Normally sedate affairs, this year's proceedings have been injected with a bit of drama: A small group of electors has waged an unprecedented campaign to overturn the Election Day results.
The attempt to deny Donald Trump the presidency by trying to persuade Democratic and Republican peers to back someone else is almost sure to fail. But it injects still more rancor in what already has been a divisive political season and serves as a capstone for a 2016 presidential election that will go down as one of the oddest in U.S. history.
Behind the drive is a group calling itself Hamilton Electors, led by two Democratic electors from western states.

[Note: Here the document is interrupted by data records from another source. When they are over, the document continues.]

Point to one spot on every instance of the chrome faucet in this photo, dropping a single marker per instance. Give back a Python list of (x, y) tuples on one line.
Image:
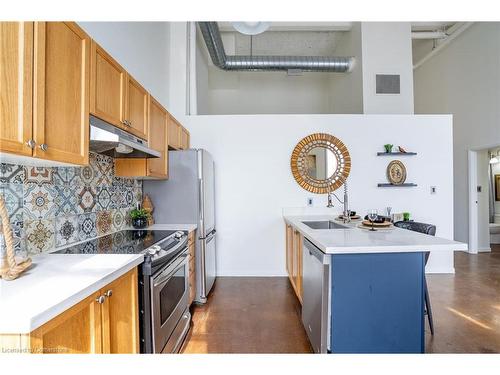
[(330, 199), (346, 213)]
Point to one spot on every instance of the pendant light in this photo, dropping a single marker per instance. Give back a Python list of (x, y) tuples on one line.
[(494, 159), (250, 28)]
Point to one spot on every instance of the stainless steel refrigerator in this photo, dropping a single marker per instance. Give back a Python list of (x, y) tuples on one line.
[(187, 197)]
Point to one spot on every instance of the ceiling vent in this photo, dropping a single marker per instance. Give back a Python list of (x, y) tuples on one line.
[(213, 40)]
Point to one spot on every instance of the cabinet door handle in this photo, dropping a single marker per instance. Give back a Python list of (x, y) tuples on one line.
[(100, 299)]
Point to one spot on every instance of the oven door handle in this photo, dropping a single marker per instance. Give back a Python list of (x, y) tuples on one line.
[(167, 274)]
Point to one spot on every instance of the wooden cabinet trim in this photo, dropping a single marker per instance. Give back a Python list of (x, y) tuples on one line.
[(40, 124), (96, 49), (36, 338), (134, 128), (24, 94)]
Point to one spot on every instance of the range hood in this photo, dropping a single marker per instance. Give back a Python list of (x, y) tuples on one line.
[(111, 141)]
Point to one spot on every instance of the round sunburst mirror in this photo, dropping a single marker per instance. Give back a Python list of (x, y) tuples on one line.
[(320, 163)]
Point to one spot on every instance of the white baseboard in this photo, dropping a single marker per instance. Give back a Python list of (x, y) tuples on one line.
[(484, 250), (434, 270)]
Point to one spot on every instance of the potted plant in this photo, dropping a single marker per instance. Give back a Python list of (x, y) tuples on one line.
[(139, 218)]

The name is a nod to Alexander Hamilton and his explanation of the need for the Electoral College, an entity the first U.S. Treasury secretary said existed to make sure that "the office of the president will never fall to the lot of any man who is not in an eminent degree endowed with the requisite qualifications."
Bret Chiafalo, an Electoral College member from Washington state who is a Hamilton Electors organizer, calls the institution the nation's "emergency brake."
37 GOP electors needed
"If only 37 Republican electors change their vote, Donald Trump will not have the 270 electoral votes he needs to be president," he said. "Thirty-seven patriots can save this country."
Chiafalo and others who support the effort want the Electoral College returned to what they say is its original concept: a deliberative body that uses the popular vote as a guide.
The turmoil among electors was stirred last week after President Obama directed U.S. intelligence agencies to deliver a report on Russian hacking of Democratic Party e-mails; the CIA concluding the meddling was intended to benefit Trump.